Each RE @ CSU student will keep a journal documenting interactions with patients and health care professionals. Before each interaction the student will write down her perceptions of the people she will meet, questions, any anxieties about the interaction, and an idea about technology that might be useful to the patient or health care professional. After each session the student will write down whether or not her perceptions were accurate, answers to questions, whether any anxieties were lessened or increased or changed in nature, and a revised idea about technology. Each integrated learning community will discuss these patient interactions.
During the final week of the summer program we will host students from MC2STEM High School, which is housed on the CSU campus, for a mini-conference. The REU students will give 15-minute presentations followed by discussion to small groups of high school students in seminar-style classrooms. After the presentations, the REU students and the high school students will share a picnic lunch. After lunch the REU students will give lab tours to the high school students.
My STEM Story Videos
Each RE @ CSU student will be featured in a “My STEM Story” video. The students will tell their personal stories about how they became interested in engineering or computer science, what they did over the summer, and what they plan to do in the future. To prepare for the videos students will keep journals throughout the summer with their impressions of their experiences and use material from their journals to write one-page scripts for their videos.

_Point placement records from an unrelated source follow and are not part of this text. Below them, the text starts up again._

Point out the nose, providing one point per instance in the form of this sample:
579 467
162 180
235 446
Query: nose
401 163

The goal for each RE @ CSU student is to submit an abstract and present her research at a technical meeting where other researchers can learn from and build upon the findings of the research. The particular conference will depend on the quality of the student’s research and the area of research. We expect many students will present at a regional or student conference, but exceptional students will submit to conferences with higher peer review standards. Additionally, some students will likely be coauthors on journal or conference papers for which their faculty or graduate student mentors are primary authors.